I see the same error in the union case if I also duplicate x, and the REPL also crashes in the no-union case if I duplicate x.
contraction2
This also crashes the REPL, I suspect for the same reasons.
contraction3
Works for small matrices with trace=0.0. With the union I see the same error as for the union case of contraction1.
contraction4
Works for small matrices.
contraction5
Works for small matrices.
Increasing / varying chi
However, I have noticed that if I increase chi (from e.g. 3 to 16), the results appear incorrect (or, at least, they disagree with zygote for a non-mutating function that I believe does the same thing). Its also quite slow compared to zygote for larger matrices, but I'm not sure if that is a primary concern right now, and guess that could be related to the BLAS fallback warnings.
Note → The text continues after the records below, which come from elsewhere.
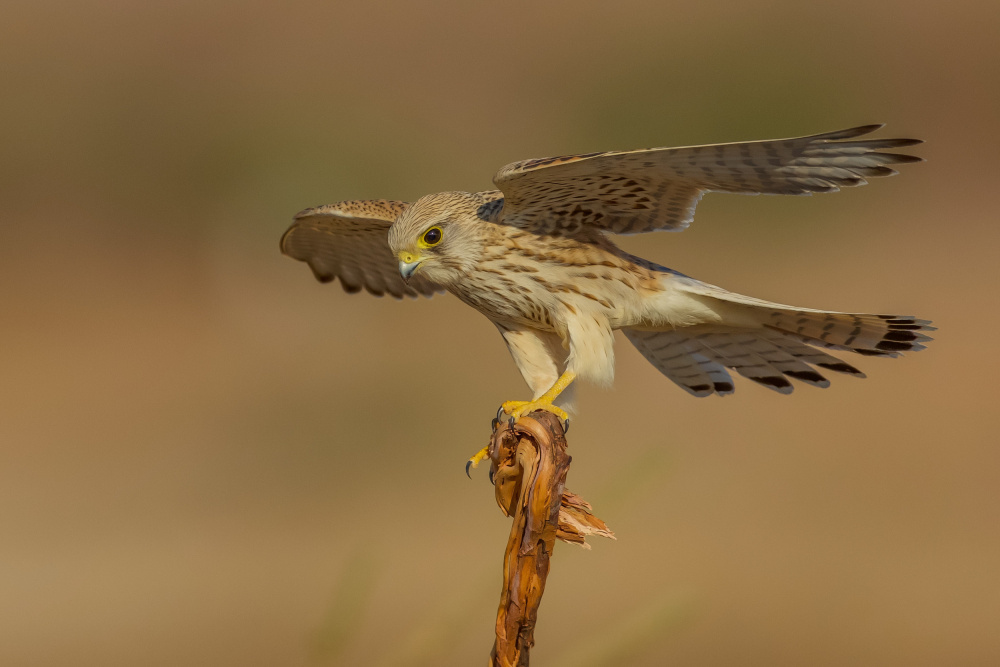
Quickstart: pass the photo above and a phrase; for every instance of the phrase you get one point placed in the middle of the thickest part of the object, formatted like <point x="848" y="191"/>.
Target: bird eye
<point x="432" y="236"/>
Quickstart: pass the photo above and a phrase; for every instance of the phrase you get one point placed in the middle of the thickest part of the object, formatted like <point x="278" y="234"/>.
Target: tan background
<point x="206" y="458"/>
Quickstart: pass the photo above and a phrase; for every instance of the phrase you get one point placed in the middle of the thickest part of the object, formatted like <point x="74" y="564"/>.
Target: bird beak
<point x="408" y="264"/>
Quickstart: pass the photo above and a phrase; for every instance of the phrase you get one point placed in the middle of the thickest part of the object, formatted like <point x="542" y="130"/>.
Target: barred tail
<point x="769" y="343"/>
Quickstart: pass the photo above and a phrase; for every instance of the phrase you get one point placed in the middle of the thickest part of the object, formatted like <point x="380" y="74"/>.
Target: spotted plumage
<point x="537" y="259"/>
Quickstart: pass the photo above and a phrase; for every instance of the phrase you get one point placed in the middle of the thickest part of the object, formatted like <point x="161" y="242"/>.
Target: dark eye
<point x="432" y="236"/>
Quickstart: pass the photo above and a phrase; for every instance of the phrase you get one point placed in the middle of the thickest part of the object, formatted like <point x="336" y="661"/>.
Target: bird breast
<point x="543" y="281"/>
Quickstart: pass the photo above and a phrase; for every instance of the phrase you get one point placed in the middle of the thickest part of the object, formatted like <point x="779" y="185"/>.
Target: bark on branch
<point x="529" y="467"/>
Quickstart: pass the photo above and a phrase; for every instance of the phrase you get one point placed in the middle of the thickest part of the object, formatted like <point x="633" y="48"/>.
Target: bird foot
<point x="517" y="409"/>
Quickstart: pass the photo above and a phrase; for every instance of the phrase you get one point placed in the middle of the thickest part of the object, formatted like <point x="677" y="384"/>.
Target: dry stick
<point x="529" y="467"/>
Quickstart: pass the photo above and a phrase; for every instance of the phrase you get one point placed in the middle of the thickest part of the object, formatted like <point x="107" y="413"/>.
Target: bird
<point x="536" y="256"/>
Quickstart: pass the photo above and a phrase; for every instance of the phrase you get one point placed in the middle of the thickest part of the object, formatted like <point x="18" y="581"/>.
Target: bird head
<point x="439" y="235"/>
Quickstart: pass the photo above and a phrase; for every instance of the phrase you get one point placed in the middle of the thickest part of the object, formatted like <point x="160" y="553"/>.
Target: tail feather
<point x="678" y="357"/>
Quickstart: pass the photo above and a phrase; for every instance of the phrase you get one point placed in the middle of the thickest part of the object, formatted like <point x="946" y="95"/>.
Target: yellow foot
<point x="517" y="409"/>
<point x="477" y="458"/>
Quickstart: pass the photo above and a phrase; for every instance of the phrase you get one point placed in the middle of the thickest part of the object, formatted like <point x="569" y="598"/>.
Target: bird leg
<point x="544" y="402"/>
<point x="518" y="408"/>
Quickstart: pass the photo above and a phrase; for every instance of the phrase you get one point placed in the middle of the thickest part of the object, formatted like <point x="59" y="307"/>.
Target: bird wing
<point x="349" y="240"/>
<point x="629" y="192"/>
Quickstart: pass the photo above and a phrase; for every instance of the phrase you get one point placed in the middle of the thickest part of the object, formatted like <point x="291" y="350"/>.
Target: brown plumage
<point x="535" y="257"/>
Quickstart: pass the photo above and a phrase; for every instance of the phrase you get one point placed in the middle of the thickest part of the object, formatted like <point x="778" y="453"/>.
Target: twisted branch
<point x="529" y="467"/>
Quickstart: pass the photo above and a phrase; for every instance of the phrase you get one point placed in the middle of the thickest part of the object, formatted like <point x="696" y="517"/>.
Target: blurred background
<point x="208" y="458"/>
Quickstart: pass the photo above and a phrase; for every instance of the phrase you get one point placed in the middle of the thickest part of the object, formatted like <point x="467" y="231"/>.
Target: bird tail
<point x="768" y="343"/>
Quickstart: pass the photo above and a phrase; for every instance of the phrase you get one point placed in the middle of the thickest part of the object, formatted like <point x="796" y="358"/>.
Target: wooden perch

For context, the function I'm using with Zygote is
function apply(x, p)
return tr(mapreduce(xs -> p[xs+1], *, reverse(x)))
end
Finally, I've noticed that varying chi within a session seems to break the autodiff, with it sometimes returning NaNs or completely random and extremely large numbers.
I'll give this a go on 1.8 and main later.
Can confirm on julia 1.8 and latest main with the new jll that all versions don't error when trace isn't a union. They also appear to be able to produce correct results (assuming Zygote is correct) at larger chi. However, I'm still seeing somewhat inconsistent behaviour, with the derivatives sometimes being full of NaNs or numbers on the order of 10^300. Every version of the function produces the warnings
warning: Linking two modules of different target triples: 'bcloader' is 'x86_64-w64-windows-gnu' whereas 'text' is 'x86_64-w64-mingw32'
warning: Linking two modules of different target triples: 'bcloader' is 'x86_64-w64-windows-gnu' whereas 'text' is 'x86_64-w64-mingw32'
warning: Linking two modules of different target triples: 'bcloader' is 'x86_64-w64-windows-gnu' whereas 'text' is 'x86_64-w64-mingw32'
┌ Warning: Using fallback BLAS replacements, performance may be degraded
└ @ Enzyme.Compiler C:\Users\domin\.julia\packages\GPUCompiler\jVY4I\src\utils.jl:35
warning: didn't implement memmove, using memcpy as fallback which can result in errors
This last one in particular, could this be causing the random incorrect results?
Can you post the specific version of the code that creates incorrect result?
The code I'm running is:
using Enzyme
using LinearAlgebra
function contraction1(x, p, cache1, cache2)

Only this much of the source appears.